Ella, la muerte; y ellos, los muertos serán quienes reconstruyan, a partir de la evocación de sus vivencias pasadas, los acontecimientos terribles de Comala. Albergarán, si es que alguna vez llegaron a hacerlo, la esperanza desengañada de un paraíso perdido; algo soñado, finalmente, nunca real.
No habrá piedad en esta narración, ni descanso; sólo un continuo ir y venir, un errar eterno e involuntario como almas en pena de este limbo o purgatorio; de este espacio infernal. El abismo es demasiado profundo y la culpa (para aquellos personajes que sufren de ella, porque sufren) actúa como un estímulo terrible, pues han sido condenados a un proceso de aniquilación física y moral desde el principio de los tiempos.
Un personaje, Susana San Juan, único amor de Pedro Páramo y, por tanto, sometido a la violencia de su imposibilidad, aparece, encerrada en la elípsis de su delirio nocturno, sobre este territorio desolado; como si la inocencia sonámbula que desprenden sus palabras le otorgara un grado de clarividencia y redención poética a la vida que ha dejado de existir: "Y los gorriones reían; picoteaban las hojas que el aire hacia caer, y reían; dejaban sus plumas entre las espinas de las ramas y perseguían a las mariposas y reían. Era esa época. En febrero, cuando las mañanas estaban llenas de viento, de gorriones y de luz azul. Me acuerdo. Mi madre murió entonces. Que yo debía haber gritado; que mis manos tenían que haberse hecho pedazos estrujando su desesperación. Así hubieras querido tú que fuera. ¿Pero acaso no era alegre esa mañana? Por la puerta abierta entraba el aire, quebrando las guías de la yedra. En mis piernas comenzaba a crecer el vello entre las venas, y mis manos temblaban tibias al tocar mis senos."

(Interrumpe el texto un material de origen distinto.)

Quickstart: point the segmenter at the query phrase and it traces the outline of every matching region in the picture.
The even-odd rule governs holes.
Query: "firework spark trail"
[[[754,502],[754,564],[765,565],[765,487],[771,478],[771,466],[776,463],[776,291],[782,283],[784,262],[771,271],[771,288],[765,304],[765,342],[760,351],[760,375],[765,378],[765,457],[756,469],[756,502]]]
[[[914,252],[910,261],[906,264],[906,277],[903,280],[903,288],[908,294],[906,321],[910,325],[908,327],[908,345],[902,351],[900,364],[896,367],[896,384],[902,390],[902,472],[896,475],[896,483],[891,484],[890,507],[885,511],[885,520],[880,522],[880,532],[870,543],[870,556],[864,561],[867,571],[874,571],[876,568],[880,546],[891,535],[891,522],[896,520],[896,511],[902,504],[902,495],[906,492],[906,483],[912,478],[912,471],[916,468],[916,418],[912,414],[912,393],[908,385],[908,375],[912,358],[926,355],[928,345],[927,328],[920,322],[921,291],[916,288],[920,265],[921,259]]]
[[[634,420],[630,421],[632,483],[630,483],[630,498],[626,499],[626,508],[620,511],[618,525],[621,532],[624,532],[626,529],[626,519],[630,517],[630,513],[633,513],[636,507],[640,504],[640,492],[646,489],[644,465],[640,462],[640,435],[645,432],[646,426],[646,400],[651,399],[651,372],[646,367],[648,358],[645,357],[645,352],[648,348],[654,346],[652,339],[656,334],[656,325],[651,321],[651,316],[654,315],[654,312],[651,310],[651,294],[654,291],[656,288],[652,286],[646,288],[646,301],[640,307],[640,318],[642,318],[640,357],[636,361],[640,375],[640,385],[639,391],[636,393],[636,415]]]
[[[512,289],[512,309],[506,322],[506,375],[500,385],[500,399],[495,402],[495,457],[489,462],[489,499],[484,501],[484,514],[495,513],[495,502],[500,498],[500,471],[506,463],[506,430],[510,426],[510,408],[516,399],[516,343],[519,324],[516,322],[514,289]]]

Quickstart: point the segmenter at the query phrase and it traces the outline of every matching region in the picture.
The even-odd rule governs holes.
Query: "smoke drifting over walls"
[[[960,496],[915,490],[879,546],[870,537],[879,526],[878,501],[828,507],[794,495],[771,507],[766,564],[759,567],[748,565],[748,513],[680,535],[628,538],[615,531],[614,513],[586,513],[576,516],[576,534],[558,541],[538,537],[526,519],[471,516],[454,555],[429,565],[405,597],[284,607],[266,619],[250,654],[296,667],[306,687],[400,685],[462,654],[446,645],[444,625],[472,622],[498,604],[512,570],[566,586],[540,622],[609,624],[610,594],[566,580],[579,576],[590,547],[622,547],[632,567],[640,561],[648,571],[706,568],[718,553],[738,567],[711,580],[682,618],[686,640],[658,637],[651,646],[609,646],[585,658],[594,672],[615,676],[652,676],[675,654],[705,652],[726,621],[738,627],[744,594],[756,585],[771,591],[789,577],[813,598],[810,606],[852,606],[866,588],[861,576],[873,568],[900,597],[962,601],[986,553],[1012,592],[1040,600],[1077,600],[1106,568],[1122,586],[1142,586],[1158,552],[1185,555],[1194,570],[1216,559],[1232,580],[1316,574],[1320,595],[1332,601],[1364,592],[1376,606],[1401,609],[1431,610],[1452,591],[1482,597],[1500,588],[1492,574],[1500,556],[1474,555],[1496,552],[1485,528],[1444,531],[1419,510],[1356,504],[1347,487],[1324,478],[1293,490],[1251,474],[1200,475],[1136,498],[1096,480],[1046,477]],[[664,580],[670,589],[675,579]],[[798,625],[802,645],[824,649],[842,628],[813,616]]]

A veces, en ciertas noches olvidadas del invierno, cierro los ojos. El lejano e interminable horizonte del paisaje me conmueve en su mudez y advierto, a pesar de su silencio, el ruido sordo de unos pasos que se adentran en mi estancia desvelando su quietud. "Serán ―me digo― los muertos de Rulfo dialogando bajo el cielo nuevamente", ¿o son, tal vez, los míos?